Curating and choosing images
Say you need a photo of a bike. You will most likely come across an alot of them, however there are probably only a very limited few of them that will work for your project based on your specific design criteria. The trick is to look for a few important things and then customize the rest of the way.
Quality and style
First, always choose high quality images that compliment your brand mood, tone and message. Going back to our bike example. Look for intentional lighting, good composition, high resolution (not blurry or pixelated), and be aware of the different possible styles (vintage, modern, editorial, candid). Most importantly, ask yourself if the image you are choosing evokes the right emotion and message for your design. If a picture is worth 1000 words, make sure that those words align with your brand's image, values and messaging.

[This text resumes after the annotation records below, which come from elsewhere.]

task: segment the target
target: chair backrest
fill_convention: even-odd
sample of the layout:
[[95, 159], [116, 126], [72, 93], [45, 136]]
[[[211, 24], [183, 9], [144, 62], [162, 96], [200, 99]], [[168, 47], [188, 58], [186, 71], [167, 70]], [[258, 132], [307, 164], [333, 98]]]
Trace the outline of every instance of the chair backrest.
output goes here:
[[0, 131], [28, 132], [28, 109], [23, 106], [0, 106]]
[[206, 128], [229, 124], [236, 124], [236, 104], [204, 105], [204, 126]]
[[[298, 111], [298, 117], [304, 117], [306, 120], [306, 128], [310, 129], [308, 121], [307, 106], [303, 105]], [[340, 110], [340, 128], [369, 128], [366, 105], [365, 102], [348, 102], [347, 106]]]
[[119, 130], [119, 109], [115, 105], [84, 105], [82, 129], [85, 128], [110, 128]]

If you plan to use the photo as a hero image, make sure that it is oriented horizontally (like the teal bike above), so that the image is wide enough to be viewed in the correct proportions on large screens. If you must choose a vertically oriented image, than you'll probably need to crop and resize it, so make sure it's a large enough image so that your crop area is positioned effectively for your design.
Give credit where credit is due
All images are copyrighted by the author to some degree and then license or not licensed for reuse in different scenarios. These license levels range from 'All rights reserved' to 'CC0 No Rights Required” licensing. Make sure that you always attribute images according to it's license guidelines or use only images that are copyright labeled for reuse in the way you intend to use them.
A definition of all the levels of Creative Commons License attributions can be found here: https://creativecommons.org/licenses/
An ideal attribution would include the image title, author, source, and license and any relevant links:
Where to find images
There are a lot of cheesy, unnatural looking stock photo resources on the web, but some of my favorite modern, high quality 'unstock-like' photo sites include the following. Best of all, they are all completely free and require NO attribution at all:
Even though the images on these sites do not require attribution, it's always a lovely gesture that you might want to consider anyway.
Here is a nice comparison list of both free and paid stock photo resources and how they stack up.
Choose photos with your brand color in them
Look for photos or images that contain colors that either match or compliment your existing brand colors.
Scrims and Overlays
It's not always easy to find images that contain colors from your brand's palette, in that case a neat trick is to add scrims or overlays to your images that are tinted with your brand color to give them a custom feel. For instance, by simply adding a colored box on top of all the images you use and lowering the opacity until the image peaks through, you can achieve a custom and cohesive look across a collection of disparate images.
Spectrum or rainbow overlay
Adding text on top of images
If you need to add text on top of your images there are a few ways to make it more legible:
Add a dark overlay to an image and lower it's opacity so that you can see the image just peaking through beneath it. The text on top should always be white or a bright, contrasting color to make it pop and appear crisp and legible.
Utilize empty space
Use the empty space in and around images as a placeholder for text. You can also try using your dropper tool to pick up a color from the image and use it as an accent on the text itself.
Brushes and effects
If the image has no true empty space or not enough, editing your photos with a brush tool in order to obscure certain parts is a great way to compensate for the lack of space or give yourself more room for copy where needed. Use your dropper tool to pick up a shade from the background color and then using a soft brush tool shade and blend over areas to create more empty space for your text.
Combine geometric shape and images
Make a bold, graphical statement and create space for text by adding overlapping shapes to your images.
Whether you combine the different methods above or get even more creative with your image and text treatments, starting with a great image that represents your brand and then manipulating it subtlety and strategically to accommodate your content can help elevate your UI designs to another level.